A CPI do sistema Judiciário, apregoada pelo Presidente do Senado, pode ser enquadrada, segundo o meu entendimento, na categoria dos equívocos.

Ao invés de uma proposta amadurecida, negociada amplamente com os diversificados segmentos da sociedade, levando-se em consideração as mazelas de todos os poderes, e também a necessidade de se proceder a rigorosa harmonia entre eles, a CPI irrompeu no cenário como um jogo de esperteza política. A alicerçá-la apenas o senso comum – sempre perigoso, pela simplificação e reducionismo – que, como já não suporta políticos e política, e responsabiliza o governo por tudo que acontece em nosso país, também é extremamente crítico em relação ao Judiciário.

E como fica difícil enfrentar o governo de quem é base de sustentação e o Legislativo, que preside, ficou mais fácil ao seu idealizador atacar lateralmente – o Judiciário.

O Judiciário, todos sabemos, e já bem disse o Ministro do STF, Sepúlveda Pertence, não é antro de anjos. É ineficiente, tem problemas estruturais imensos (de sua responsabilidade ou por falta de recursos), convive com mazelas, atropelos, corrupção – igual ao que ocorre nos outros poderes – e está contaminado em algumas de suas esferas por inconfessáveis interesses privados. Em outras palavras, necessita urgentemente de uma profunda reforma, visando a obter eficiência, maior transparência e mais publicização.

Não tenho nenhum compromisso com o Judiciário que não seja o dos princípios democrático e republicano. Em suas instâncias não tramita nenhuma ação envolvendo-me diretamente (de ordem política, moral, ética, patrimonial, familiar ou financeira) e, portanto, não tenho “nenhum rabo preso” com aquele poder. Por isso mesmo, defendo uma profunda reforma do sistema Judiciário e por essa bandeira venho me batendo há muito tempo.

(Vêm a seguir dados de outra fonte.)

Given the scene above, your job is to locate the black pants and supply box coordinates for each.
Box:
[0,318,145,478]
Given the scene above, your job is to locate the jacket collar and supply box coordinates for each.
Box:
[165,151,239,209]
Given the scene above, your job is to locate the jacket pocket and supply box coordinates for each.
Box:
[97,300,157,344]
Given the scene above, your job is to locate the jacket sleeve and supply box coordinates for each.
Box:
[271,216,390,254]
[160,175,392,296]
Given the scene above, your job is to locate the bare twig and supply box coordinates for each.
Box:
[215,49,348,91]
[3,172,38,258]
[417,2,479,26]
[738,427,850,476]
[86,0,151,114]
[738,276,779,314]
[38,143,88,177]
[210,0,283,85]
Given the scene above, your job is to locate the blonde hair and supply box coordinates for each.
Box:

Esse posicionamento parte da convicção de que a primeira medida é ampliar a presença do Judiciário na sociedade. E essa proposta ampara-se em um dado alarmante: enquanto nos vários países desenvolvidos existe a relação de um juiz para cinco mil habitantes, no Brasil a relação é medíocre, de um para aproximadamente 20 mil.

Vou além: se quero mais juízes para acelerar os processos e se defendo, intransigentemente, a punição de todos os funcionários e magistrados que cometam ilícitos, é democrático o debate, no bojo da reforma, a cerca da organização judiciária que queremos, inclusive quanto ao futuro da Justiça do Trabalho. Para mim, quanto a justiça militar nos estados não seria nem preciso debate, bastaria extingui-la.

Se critiquei a CPI foi por entender que existem caminhos mais estruturadores para proceder a discussão, sem oportunismo político e sem estar preocupado com os refletores da mídia. Nesse ponto, a alternativa trilhada pela Câmara dos Deputados, ao criar a comissão de Reforma do Judiciário, é mais plausível e democrática. Ao exercitar uma prerrogativa constitucional permite que toda a sociedade possa participar do processo. A CPI, eivada de inconstitucionalidade, nasceu limitada e pouco contribuirá para a reforma; ela tenderá a deslocar o seu foco para fatos mais inerentes ao campo da polícia e não ao da Justiça.

O Presidente do Senado, em toda a sua trajetória política, nunca teve como característica marcante a defesa do processo democrático e, muito menos, interesse em democratizar a Justiça no Brasil. Atentou contra ela ao apoiar politicamente o regime militar que cassou ministros do STF e juízes; como ministro e liderança nacional do PFL contribuiu para derrotar a idéia do controle externo do Judiciário; o projeto de Reforma, parado na Câmara dos Deputados, sempre teve um aliado seu como relator, deputado do PFL baiano; no Senado, fez vista grossa à manutenção da justiça militar dos estados, nada falou acerca do fim da prisão especial para criminosos com curso superior, não se esforçou em nenhum momento para acabar com a ultrapassada figura do juiz classista, votou contra o nosso projeto que proíbe o nepotismo em todos os poderes, não mobilizou o seu prestígio pessoal para aprovar os cancelamentos de verbas para as novas construções civis e de prédios suntuosos e luxuosos da Justiça, por mim apresentados e não aceitos pelo relator do Orçamento.

Todas essas medidas e ações sem necessidade de CPI, poderiam ter sido adotadas pelos legisladores, usando-se apenas as nossas atribuições e competências constitucionais.

Não se faz a reforma do judiciário desmoralizando-o, interferindo de forma indevida em seu funcionamento e, muito menos, partindo do oportunismo de um grupo isolado da sociedade. Ela deve ser obra coletiva, pactuada, negociada, sempre à luz das mais recentes conquistas democráticas.

O discurso e a habilidade fazem parte da política. Entretanto, a República está a demandar mais seriedade.